I am trying to build a fat jar to send to spark-submit using sbt assembly. However, I cannot seem to get the build process right.
My current build.sbt is as follows
name := "MyAppName"
version := "1.0"
scalaVersion := "2.10.6"
libraryDependencies ++= Seq(
"org.apache.spark" %% "spark-core" % "1.6.0" % "provided",
"org.apache.spark" %% "spark-mllib" % "1.6.0" % "provided",
"org.scalanlp" %% "breeze" % "0.12",
"org.scalanlp" %% "breeze-natives" % "0.12"
)
resolvers ++= Seq(
"Sonatype Snapshots" at "https://oss.sonatype.org/content/repositories/snapshots/"
)
Running sbt-sssembly produces a jar. However, after submitting the jar to spark-submit
spark-submit MyAppName-assembly-1.0.jar
(there's already a main class specified so I'm assuming its ok I don't specify a class), the following exception gets thrown:
java.lang.NoSuchMethodError: breeze.linalg.DenseVector.noOffsetOrStride()Z
at breeze.linalg.DenseVector$canDotD$.apply(DenseVector.scala:629)

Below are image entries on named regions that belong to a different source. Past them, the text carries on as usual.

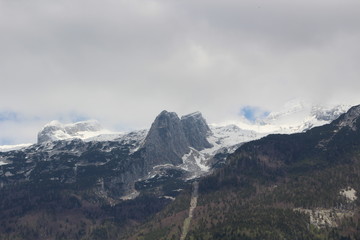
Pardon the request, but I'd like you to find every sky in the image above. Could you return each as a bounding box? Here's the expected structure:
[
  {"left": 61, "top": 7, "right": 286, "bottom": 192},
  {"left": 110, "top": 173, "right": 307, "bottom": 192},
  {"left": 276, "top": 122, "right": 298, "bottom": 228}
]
[{"left": 0, "top": 0, "right": 360, "bottom": 145}]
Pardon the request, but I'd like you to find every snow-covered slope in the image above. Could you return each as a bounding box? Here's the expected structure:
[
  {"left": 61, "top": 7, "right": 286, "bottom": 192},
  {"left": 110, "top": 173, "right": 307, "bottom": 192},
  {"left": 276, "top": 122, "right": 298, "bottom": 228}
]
[
  {"left": 0, "top": 143, "right": 32, "bottom": 152},
  {"left": 38, "top": 120, "right": 121, "bottom": 143}
]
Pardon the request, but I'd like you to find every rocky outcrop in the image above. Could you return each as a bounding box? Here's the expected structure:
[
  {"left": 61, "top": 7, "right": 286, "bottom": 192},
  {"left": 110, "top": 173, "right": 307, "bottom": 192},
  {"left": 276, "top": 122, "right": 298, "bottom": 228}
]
[{"left": 181, "top": 112, "right": 212, "bottom": 151}]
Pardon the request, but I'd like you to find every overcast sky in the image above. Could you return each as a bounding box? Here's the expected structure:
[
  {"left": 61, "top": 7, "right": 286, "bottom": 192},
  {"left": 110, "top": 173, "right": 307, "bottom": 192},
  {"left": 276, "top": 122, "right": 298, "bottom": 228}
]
[{"left": 0, "top": 0, "right": 360, "bottom": 144}]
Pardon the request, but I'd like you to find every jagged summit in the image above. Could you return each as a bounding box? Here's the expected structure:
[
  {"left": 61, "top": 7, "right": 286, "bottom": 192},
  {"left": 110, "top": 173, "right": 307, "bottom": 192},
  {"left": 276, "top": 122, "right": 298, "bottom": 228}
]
[
  {"left": 143, "top": 111, "right": 188, "bottom": 165},
  {"left": 181, "top": 112, "right": 213, "bottom": 151}
]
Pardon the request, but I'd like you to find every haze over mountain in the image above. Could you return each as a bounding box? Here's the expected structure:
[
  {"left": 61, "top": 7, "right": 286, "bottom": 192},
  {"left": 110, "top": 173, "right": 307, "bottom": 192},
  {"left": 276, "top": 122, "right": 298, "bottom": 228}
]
[{"left": 0, "top": 102, "right": 360, "bottom": 239}]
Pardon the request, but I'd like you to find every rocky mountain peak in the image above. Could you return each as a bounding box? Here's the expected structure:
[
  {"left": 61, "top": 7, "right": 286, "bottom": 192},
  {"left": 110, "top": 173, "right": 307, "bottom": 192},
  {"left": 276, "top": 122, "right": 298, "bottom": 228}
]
[
  {"left": 181, "top": 112, "right": 212, "bottom": 151},
  {"left": 336, "top": 105, "right": 360, "bottom": 131},
  {"left": 143, "top": 111, "right": 212, "bottom": 169}
]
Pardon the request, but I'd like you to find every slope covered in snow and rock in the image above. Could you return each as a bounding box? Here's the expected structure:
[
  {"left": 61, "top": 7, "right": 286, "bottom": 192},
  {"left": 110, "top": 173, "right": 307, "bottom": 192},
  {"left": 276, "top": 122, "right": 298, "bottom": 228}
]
[{"left": 0, "top": 101, "right": 348, "bottom": 180}]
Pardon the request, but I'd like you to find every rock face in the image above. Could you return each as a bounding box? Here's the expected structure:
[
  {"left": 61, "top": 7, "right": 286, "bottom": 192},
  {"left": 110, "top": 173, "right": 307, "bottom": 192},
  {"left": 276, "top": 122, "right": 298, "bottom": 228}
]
[
  {"left": 181, "top": 112, "right": 212, "bottom": 151},
  {"left": 38, "top": 121, "right": 105, "bottom": 144},
  {"left": 335, "top": 105, "right": 360, "bottom": 131},
  {"left": 143, "top": 111, "right": 189, "bottom": 166},
  {"left": 143, "top": 111, "right": 212, "bottom": 166}
]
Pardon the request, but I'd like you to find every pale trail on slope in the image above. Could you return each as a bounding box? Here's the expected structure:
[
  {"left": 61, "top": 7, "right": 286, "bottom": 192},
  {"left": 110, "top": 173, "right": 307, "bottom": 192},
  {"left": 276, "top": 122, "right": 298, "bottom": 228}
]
[{"left": 180, "top": 182, "right": 199, "bottom": 240}]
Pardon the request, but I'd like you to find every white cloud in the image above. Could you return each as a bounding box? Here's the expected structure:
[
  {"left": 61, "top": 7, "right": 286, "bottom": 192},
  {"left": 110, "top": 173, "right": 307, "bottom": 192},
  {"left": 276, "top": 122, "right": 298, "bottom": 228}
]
[{"left": 0, "top": 0, "right": 360, "bottom": 143}]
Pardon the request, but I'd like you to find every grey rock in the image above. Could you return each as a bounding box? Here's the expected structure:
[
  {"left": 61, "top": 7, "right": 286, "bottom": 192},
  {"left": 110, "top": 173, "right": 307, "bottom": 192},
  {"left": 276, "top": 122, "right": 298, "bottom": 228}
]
[{"left": 181, "top": 112, "right": 212, "bottom": 151}]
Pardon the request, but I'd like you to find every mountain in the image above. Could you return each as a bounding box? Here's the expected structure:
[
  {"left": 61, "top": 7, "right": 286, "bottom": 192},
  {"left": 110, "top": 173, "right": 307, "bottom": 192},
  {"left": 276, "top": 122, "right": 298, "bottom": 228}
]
[
  {"left": 0, "top": 104, "right": 354, "bottom": 239},
  {"left": 126, "top": 105, "right": 360, "bottom": 240},
  {"left": 231, "top": 100, "right": 350, "bottom": 135},
  {"left": 37, "top": 120, "right": 118, "bottom": 144}
]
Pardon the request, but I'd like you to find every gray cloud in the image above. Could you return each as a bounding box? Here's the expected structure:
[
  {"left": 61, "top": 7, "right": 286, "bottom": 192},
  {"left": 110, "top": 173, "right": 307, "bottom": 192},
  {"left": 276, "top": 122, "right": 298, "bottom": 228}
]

at breeze.linalg.DenseVector$canDotD$.apply(DenseVector.scala:626)
at breeze.linalg.ImmutableNumericOps$class.dot(NumericOps.scala:98)
at breeze.linalg.DenseVector.dot(DenseVector.scala:50)
at RunMe$.cosSimilarity(RunMe.scala:103)
at RunMe$$anonfun$4.apply(RunMe.scala:35)
at RunMe$$anonfun$4.apply(RunMe.scala:33)
at scala.collection.Iterator$$anon$11.next(Iterator.scala:328)
at scala.collection.convert.Wrappers$IteratorWrapper.next(Wrappers.scala:30)
at org.spark-project.guava.collect.Ordering.leastOf(Ordering.java:658)
at org.apache.spark.util.collection.Utils$.takeOrdered(Utils.scala:37)
at org.apache.spark.rdd.RDD$$anonfun$takeOrdered$1$$anonfun$29.apply(RDD.scala:1377)
at org.apache.spark.rdd.RDD$$anonfun$takeOrdered$1$$anonfun$29.apply(RDD.scala:1374)
at org.apache.spark.rdd.RDD$$anonfun$mapPartitions$1$$anonfun$apply$20.apply(RDD.scala:710)
at org.apache.spark.rdd.RDD$$anonfun$mapPartitions$1$$anonfun$apply$20.apply(RDD.scala:710)
at org.apache.spark.rdd.MapPartitionsRDD.compute(MapPartitionsRDD.scala:38)
at org.apache.spark.rdd.RDD.computeOrReadCheckpoint(RDD.scala:306)
at org.apache.spark.rdd.RDD.iterator(RDD.scala:270)
at org.apache.spark.scheduler.ResultTask.runTask(ResultTask.scala:66)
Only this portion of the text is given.